To call it "censorship" is, quite frankly, disgusting moral relativism that diminishes the suffering of those under the heel of actual censorship. So get off your moral high-horse.
Re: @The BigYin: Hey!
@Tom 13 - Oh, there's a few urban foxes I'd love to take an M16 to. And a few neighbours who feed these mangy vermin.
@Phil Endecott Your flawed logic is staggering. The tool (unless it is single purpose, like an M16) is not at fault. It's the human that puts that tool to use who is at fault. Baseball bats can kill people. Hammers can kill people. CDs and be used to kill people. Any chemist with time on their hand can choose to kill lots of people. Are you trying to suggest that all knowledge/items should be tagged with "Don't do bad things, m-kay?"
And even if they were - do you really think someone who had murderous/lethal intent is going to give two figs about your petty little license? "In the interest of national security, you opinions can GTF" is the response I believe.
Just about anything you do, for anyone at any time could potentially be turned around and used for something you don't like. So does this mean you contribute nothing?

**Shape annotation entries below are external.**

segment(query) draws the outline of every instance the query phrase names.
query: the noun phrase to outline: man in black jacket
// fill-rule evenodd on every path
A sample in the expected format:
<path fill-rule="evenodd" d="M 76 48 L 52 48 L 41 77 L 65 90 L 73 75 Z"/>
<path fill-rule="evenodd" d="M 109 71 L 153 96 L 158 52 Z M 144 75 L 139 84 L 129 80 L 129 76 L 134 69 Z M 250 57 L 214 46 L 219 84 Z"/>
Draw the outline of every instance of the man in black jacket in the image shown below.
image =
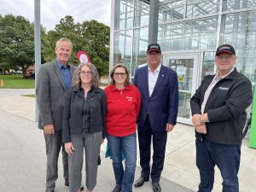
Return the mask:
<path fill-rule="evenodd" d="M 234 67 L 236 61 L 231 45 L 219 46 L 216 74 L 206 76 L 190 100 L 201 177 L 198 192 L 212 191 L 215 165 L 223 177 L 223 192 L 239 192 L 241 133 L 253 93 L 250 80 Z"/>

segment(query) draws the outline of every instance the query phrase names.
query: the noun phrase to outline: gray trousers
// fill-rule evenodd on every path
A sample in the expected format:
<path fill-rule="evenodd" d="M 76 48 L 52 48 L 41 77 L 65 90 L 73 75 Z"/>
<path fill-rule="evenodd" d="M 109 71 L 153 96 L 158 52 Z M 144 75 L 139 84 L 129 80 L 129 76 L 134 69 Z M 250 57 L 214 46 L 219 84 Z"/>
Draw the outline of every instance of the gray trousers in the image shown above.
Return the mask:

My, you must be a real joy to live with.
Re: Important documents...?
@AC - oh, don't start me on how poorly GPG et al hang together at times. But when they work, they work great. Which, of course, is why one would hire a consultant to sort it all out.
But my main point remains, if these are truly important documents then encryption and digital signatures are better than a fax.
By fax....? Really? o_0
Install GPG, pinentry and Enigmail (or similar).
Generate a public/private key (if you don't already have one)
Get your recipient's public key (and signing is just another excuse for a party)
Encrypt and send in peace and (relative) security.
This. Is. Nuts.
I disagree with the staggering length of copyright (and the various abuses of due process and free trade my the media cartels) but I agree 100% with the idea of copyright. When used correctly is allows a lone creator to keep control of their work and stop a company with more lawyers than the creator has probably had hot dinners stealing it.
Oh, wait; now I see why this law is being passed.
Re: Its worse than that
Add to that all those wonderful folks who release their hard work as "CC BY NC" (Creative commons, by attribution, non-commercial". They are going to get royally screwed. Maybe not in a monetary sense but in a "It's my work, I'll decide how it is released" sense.
Just imagine the email exchange:
"Dear MegaCo, You are using my image for your new, multi-billion pound campaign. This is against my licensing terms. Kindly stop."
"Dear Pleb, Your image was lifted from a random website. There was no indication of license. We complied fully with a reasonable search as per law and had it declared orphan."
"Dear MegaCo, But it's not orphan; here I am."
"Dear Pleb, The law declares it orphan and we are free to use it. You are clearly deluded or trying to commit a fraud. We have called the police who will shortly arrest you for bothering us. Enjoy prison."
Re: Its worse than that
As for Digimarc....nice idea, but I'd like to see a published standard so that other competitors can enter the market and keep the price down (and keep each other honest). And heck, if there is a published standard that means we can get a F/OSS solution so that it's not just rich Westerners who can protect their assets.
Wait a few days...
...then buy the apps in a bargain bin for 30% off.
Re: Not this again
@AC - how do you think a lot of geo-location works?
Clue: It's not all satellites in space, y'know.
Re: Not this again
@hplasm - Exactly.
If the other people wrote that information down and then used it to commit a fraud against you...then you'd have recourse. But just for overhearing or record "Dude on the train said this totally unbelievable thing..."? No.
Re: Not this again
@ed2020 - No, because that's theft (although their insurance company may argue negligence).
Nice way to conflate to completely separate issues.